Gli specialisti delle truffe agli anziani agivano come un solo uomo: tutti per uno, uno per tutti. Così erano riusciti a spillare alle vittime almeno 300mila euro tra danaro contante e oggetti di valore, 120mila recuperati in uno scaldabagno dov’erano stati nascosti.
A capo della gang c’era una coppia, Alessandro D’Errico e Antonietta Mascitelli detta “Antonella”. I due si occupavano della logistica, anticipavano le spese per le trasferte e si assicuravano la funzionalità del call center con base all’Arenaccia da cui partivano le telefonate ingannevoli. Nel gruppo c’era anche un minorenne.
Paventavano alle vittime incidenti stradali gravissimi in cui erano coinvolti familiari, che avrebbero addirittura potuto comportare gravi condanne evitabili solo pagando ad horas. Ma ieri è arrivata la resa dei conti per i truffatori, con i carabinieri che hanno eseguito 21 misure cautelari al termine di un’indagine coordinata dalla procura di Napoli.

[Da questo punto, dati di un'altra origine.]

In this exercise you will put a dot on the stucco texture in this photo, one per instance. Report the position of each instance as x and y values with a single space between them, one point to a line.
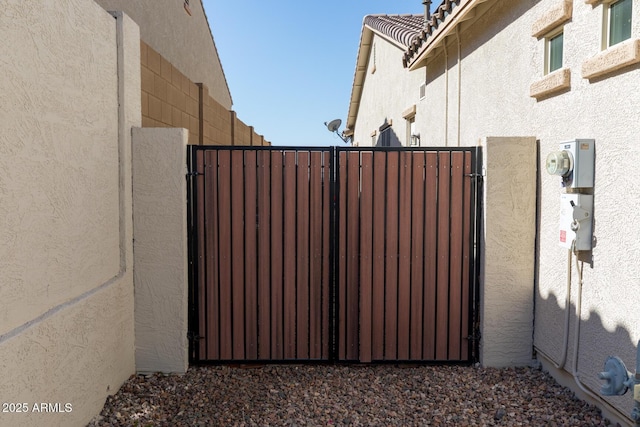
507 249
386 94
160 224
66 281
499 60
184 40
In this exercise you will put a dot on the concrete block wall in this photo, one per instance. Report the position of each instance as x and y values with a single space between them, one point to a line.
170 99
217 121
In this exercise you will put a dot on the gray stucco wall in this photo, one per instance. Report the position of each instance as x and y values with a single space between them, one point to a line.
387 93
500 60
66 276
184 40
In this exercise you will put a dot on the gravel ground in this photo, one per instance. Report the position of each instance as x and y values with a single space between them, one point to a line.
328 395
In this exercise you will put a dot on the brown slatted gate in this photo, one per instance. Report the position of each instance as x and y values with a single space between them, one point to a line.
405 251
332 254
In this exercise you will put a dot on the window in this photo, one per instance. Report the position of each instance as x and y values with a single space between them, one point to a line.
385 137
554 47
412 137
618 22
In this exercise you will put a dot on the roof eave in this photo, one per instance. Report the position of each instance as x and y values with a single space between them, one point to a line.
465 11
362 61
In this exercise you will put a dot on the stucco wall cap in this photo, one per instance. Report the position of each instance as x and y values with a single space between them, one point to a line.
612 59
551 83
554 17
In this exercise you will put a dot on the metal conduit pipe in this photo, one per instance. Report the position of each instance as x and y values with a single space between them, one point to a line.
576 344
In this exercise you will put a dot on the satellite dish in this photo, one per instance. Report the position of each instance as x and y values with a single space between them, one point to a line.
333 125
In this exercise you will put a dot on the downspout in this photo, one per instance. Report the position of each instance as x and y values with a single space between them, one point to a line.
446 94
427 12
459 79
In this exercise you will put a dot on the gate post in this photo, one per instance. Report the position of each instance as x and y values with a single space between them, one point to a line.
508 251
160 249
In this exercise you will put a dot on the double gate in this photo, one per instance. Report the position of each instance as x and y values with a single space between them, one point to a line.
342 254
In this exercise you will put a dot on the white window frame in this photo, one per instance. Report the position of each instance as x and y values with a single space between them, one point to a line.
547 49
606 24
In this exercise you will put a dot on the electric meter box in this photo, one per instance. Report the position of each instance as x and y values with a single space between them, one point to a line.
582 155
576 221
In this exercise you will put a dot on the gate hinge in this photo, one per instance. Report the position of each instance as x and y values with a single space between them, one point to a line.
477 176
192 336
474 337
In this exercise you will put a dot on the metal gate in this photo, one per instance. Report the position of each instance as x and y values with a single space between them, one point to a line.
341 254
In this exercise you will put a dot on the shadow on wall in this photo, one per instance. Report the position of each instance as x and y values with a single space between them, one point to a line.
500 15
596 343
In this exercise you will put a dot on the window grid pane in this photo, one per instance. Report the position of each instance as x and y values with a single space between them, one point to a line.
555 52
619 21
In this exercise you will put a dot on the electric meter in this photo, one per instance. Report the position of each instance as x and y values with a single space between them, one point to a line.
559 163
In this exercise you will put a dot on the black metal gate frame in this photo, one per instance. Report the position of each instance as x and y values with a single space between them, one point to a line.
192 229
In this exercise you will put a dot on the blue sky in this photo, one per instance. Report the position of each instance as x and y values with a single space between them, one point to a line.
290 64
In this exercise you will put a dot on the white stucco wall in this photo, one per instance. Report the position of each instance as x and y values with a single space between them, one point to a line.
184 40
500 59
386 94
160 224
66 279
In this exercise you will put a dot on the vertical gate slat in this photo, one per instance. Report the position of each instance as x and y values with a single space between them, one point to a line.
224 261
455 260
417 255
302 256
277 271
391 251
366 262
264 255
251 256
237 252
442 298
430 256
404 256
289 254
379 199
353 254
342 262
326 279
205 243
466 248
315 260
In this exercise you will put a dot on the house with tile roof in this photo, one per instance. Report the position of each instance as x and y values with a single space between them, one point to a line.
384 98
550 71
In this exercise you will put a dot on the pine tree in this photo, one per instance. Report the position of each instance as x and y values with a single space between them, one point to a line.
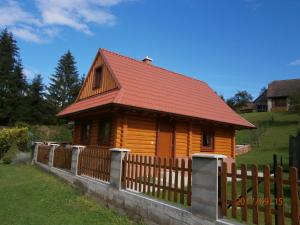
65 82
39 109
12 80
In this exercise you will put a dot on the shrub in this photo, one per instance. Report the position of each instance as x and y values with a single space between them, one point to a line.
11 153
19 136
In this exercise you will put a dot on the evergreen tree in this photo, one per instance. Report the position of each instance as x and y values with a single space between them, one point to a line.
39 109
65 82
12 80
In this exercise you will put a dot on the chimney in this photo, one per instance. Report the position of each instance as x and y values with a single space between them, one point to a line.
147 60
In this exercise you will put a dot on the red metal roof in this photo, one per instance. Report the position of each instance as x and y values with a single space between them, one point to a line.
150 87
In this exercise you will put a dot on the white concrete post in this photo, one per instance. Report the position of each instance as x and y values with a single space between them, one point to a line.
35 151
204 202
51 154
117 155
75 154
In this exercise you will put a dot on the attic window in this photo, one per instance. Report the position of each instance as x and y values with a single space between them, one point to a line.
207 140
98 77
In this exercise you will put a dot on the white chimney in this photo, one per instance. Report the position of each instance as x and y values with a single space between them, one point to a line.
147 60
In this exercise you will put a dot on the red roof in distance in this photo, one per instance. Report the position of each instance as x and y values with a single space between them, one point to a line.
147 86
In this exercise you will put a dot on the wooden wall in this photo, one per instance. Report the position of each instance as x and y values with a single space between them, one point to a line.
138 134
94 133
108 83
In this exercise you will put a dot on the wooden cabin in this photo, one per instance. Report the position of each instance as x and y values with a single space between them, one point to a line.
133 104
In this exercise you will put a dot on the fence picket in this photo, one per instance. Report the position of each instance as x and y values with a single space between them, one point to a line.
140 173
267 196
182 181
293 177
149 175
94 163
158 178
154 175
170 179
279 200
244 193
145 174
176 181
233 190
255 194
164 178
189 187
224 189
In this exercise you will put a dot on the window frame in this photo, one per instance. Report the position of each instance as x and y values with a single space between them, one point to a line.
208 148
84 136
100 123
98 76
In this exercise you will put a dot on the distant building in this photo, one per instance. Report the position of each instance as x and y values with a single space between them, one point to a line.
276 97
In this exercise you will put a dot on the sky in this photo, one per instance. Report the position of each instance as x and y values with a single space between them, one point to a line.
232 45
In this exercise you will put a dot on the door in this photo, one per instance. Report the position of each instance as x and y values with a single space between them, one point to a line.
165 139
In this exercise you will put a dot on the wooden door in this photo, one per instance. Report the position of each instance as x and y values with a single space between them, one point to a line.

La banda aveva base il centro storico di Napoli, dove c'erano i trasfertisti, ma si muoveva in tutto il Paese: in Liguria soprattutto, ma anche in Lombardia, Lazio, Calabria, Sicilia. I militari dell’Arma di Genova, in sinergia con quelli di Napoli, hanno documentato 33 truffe per un giro di affari di circa 300mila euro: 27 risultano consumate e sei tentate. I componenti l'associazione a delinquere comunicavano tra loro solo via social e in chat, anche quando erano ai domiciliari, in violazione delle prescrizioni del giudice.
Alessandro D’Errico e Antonietta Mascitelli sono ritenuti «soggetti di riferimento per tutti consociati, ai quali fornivano indicazioni sui compiti da assolvere; si occupavano di pagare in anticipo tutte le spese necessarie alle trasferte e in particolare di reperire utenze telefoniche intestate fittiziamente a cittadini extracomunitari, utilizzate per contattare le vittime e per comunicare con i trasfertisti con un sistema a circuito chiuso».
L'organizzazione si assicurava anche la disponibilità de i locali in cui realizzare dei call center per contattare gli anziani e istruire e dirigere gli spostamenti di chi fisicamente si recava poi a casa delle vittime. Nei call center, spesso in b&b, erano impegnate, in modo stabile e quotidiano, almeno tre o quattro persone che avevano il ruolo di telefonisti, che dovevano contattare il numero più ampio possibile di persone.
Anche fino a 500 contatti al giorno, in località preventivamente individuata dai promotori giorno per giorno. I numeri venivano recuperati dai vecchi elenchi distribuiti dai gestori di telefonia fissa. I truffatori infatti si presentavano parlando velocemente, facendo accavallare la voce di presunti parenti nei guai, per far andare in panico le vittime contattate ed esercitando una forte pressione e violenza psicologica.